Here's Why Rep. Justin Amash Opposes the CARES Act

The libertarian-leaning congressman says the Paycheck Protection Program for small businesses discriminates against those that most need it.


Save for the typical legislative scuffles, consensus around the Coronavirus Aid, Relief, and Economic Security (CARES) Act, meant to help Americans struggling amid COVID-19 shutdowns, has been overwhelmingly bipartisan. Rep. Justin Amash (I–Mich.) is one of the rare exceptions.

"As I said before and after I voted no on the last coronavirus bill, it was never designed to work," he tweeted on Monday. "The approach is inefficient and fundamentally flawed."

Amash's recent criticism primarily focuses on the shortfalls of the Paycheck Protection Program, which launched on April 3 and ran out of $349 billion in funding just shy of two weeks later. The Senate voted Tuesday to funnel an additional $320 billion to the program, though the libertarian-leaning Amash says there are other issues with the legislation that extend beyond how quickly it ran out of money. 

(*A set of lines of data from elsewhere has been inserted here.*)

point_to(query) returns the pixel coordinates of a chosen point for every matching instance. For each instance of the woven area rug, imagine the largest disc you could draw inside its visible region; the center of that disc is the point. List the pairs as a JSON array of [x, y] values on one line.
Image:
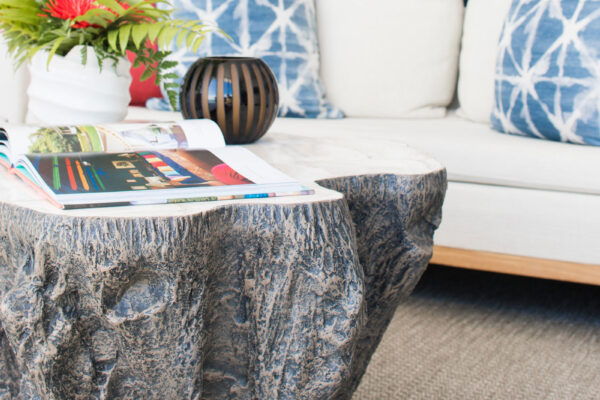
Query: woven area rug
[[476, 335]]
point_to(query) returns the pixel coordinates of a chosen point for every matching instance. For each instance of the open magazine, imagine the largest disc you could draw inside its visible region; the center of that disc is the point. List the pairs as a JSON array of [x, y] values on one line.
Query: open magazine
[[173, 162]]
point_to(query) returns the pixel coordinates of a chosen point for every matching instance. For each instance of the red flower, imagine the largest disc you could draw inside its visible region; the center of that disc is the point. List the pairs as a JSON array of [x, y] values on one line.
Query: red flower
[[71, 9]]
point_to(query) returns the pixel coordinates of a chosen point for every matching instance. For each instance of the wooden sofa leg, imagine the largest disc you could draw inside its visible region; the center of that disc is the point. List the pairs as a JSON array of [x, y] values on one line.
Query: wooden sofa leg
[[516, 265]]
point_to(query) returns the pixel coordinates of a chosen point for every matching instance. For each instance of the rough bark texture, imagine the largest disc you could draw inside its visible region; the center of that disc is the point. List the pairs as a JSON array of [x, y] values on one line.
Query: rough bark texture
[[245, 301]]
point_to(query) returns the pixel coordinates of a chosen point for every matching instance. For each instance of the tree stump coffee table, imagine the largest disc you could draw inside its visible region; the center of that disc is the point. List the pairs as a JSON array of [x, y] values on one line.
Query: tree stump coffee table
[[272, 298]]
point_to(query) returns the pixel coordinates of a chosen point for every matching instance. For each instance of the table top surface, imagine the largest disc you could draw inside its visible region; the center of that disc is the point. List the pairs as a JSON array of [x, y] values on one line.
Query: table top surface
[[305, 155]]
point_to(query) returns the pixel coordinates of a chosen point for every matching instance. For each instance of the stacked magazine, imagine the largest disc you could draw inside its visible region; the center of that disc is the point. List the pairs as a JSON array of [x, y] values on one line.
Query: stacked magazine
[[109, 165]]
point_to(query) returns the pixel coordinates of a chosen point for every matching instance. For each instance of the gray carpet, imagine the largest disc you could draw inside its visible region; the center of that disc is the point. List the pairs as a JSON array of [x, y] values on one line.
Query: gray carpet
[[476, 335]]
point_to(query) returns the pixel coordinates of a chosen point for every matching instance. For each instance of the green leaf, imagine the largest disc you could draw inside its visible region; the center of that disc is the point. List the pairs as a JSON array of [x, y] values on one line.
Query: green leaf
[[124, 33], [113, 5], [112, 39], [96, 16], [154, 30], [168, 64], [138, 33]]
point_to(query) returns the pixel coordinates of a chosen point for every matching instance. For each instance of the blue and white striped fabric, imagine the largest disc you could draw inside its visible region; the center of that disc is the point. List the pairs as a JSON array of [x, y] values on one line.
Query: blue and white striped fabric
[[548, 72], [281, 32]]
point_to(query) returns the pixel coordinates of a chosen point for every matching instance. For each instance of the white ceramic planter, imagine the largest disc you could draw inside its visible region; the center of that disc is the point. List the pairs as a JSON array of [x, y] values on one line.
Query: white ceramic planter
[[68, 92], [13, 88]]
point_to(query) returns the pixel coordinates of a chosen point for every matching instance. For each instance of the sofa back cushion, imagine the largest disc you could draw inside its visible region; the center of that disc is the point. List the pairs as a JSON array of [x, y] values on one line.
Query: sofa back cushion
[[479, 48], [390, 58], [283, 34], [548, 75]]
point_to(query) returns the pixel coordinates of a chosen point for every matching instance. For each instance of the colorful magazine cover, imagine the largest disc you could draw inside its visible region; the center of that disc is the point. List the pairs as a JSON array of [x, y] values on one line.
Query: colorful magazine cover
[[83, 166]]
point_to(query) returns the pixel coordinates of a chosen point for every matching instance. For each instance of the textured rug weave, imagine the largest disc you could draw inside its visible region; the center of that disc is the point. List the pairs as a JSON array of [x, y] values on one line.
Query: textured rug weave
[[475, 335]]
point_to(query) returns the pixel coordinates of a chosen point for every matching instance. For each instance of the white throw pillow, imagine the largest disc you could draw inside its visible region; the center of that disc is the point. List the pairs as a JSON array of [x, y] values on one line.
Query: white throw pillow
[[13, 102], [481, 31], [390, 58]]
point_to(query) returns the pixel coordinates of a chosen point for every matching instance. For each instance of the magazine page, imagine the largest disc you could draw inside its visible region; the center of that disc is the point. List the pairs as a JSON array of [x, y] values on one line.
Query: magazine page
[[152, 176], [4, 150], [200, 133]]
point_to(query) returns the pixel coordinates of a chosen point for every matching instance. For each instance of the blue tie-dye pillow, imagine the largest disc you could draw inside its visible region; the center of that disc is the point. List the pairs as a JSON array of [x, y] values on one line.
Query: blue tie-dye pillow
[[281, 32], [548, 72]]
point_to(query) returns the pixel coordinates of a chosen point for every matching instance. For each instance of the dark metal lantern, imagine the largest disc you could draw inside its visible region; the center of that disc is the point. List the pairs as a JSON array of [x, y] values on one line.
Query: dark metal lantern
[[238, 93]]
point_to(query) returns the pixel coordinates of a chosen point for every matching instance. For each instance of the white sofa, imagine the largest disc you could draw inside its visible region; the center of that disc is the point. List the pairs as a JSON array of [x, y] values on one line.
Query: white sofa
[[514, 204]]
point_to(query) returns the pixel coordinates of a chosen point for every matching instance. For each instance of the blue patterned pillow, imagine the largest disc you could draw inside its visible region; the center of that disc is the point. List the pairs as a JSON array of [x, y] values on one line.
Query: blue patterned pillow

He is particularly concerned with the exclusive loan terms developed by large lending institutions, as they have given larger companies with stronger banking connections access to loans before smaller, independent businesses. Several banks, for instance, initially opted to decline applications from would-be borrowers if the company didn't have a lending history with that institution. After a backlash, Bank of America reversed that policy but continued to reject applicants who had any lending history with another bank. 

That system allowed businesses like Shake Shack, the fast-casual burger chain with thousands of employees, to secure a $10 million dollar federal loan while small businesses were told the money had run out. (To Shake Shack's credit, it decided to give the loan back.)

"By capping PPP and having banks decide which businesses get funds, Congress and the White House created a system in which businesses with strong banking connections are getting easier access to funds while other businesses are shut out," Amash said. "But the businesses that aren't favored by banks are less likely to have access to loans outside of PPP, which means those businesses—the ones that are having the most trouble getting PPP funds—may be the ones that most need access to it."

That's precisely what happened with Shake Shack, which qualified for the Paycheck Protection Program under an exception that hotel and restaurant chains may apply if they employ less than 500 people per physical location. The restaurant received the capital it needed from an equity transaction on the market, prompting management to return the government loan.

Amash also criticized the bill's requirement that loans may only be forgiven if the business uses 75 percent of it on payroll expenses. As I've previously written, that's a lot to ask of small companies who have overhead costs to pay beyond payroll despite having no customers, no revenue, and in many cases, little cash set aside. What's more, the unemployment benefits created by the CARES Act—an additional $600 a month on top of state benefits—have proved more attractive to some workers than remaining employed. Employers must return to their pre-coronavirus employment levels by June 30, 2020, to have their loan forgiven—a task that may prove difficult if the government is paying their staff to stay home.

The Paycheck Protection Program should stop "penaliz[ing] small businesses that find they're unable to rehire employees because newly enhanced unemployment insurance benefits during the pandemic are bigger than workers' paychecks would be," Amash wrote. "Without fixes to the program, many small businesses will continue not to benefit from PPP, and we'll be talking again about the ongoing failings of the program in the coming weeks.

The congressman has also railed against the CARES Act's $500 billion loan for corporations, which he characterized as welfare for big businesses.

"Neither Congress nor the Treasury secretary should be picking winners and losers. Corporate welfare is not only unjust but also reflects government conceit," said Amash. "Only consumers, not politicians, can appropriately determine which companies deserve to succeed."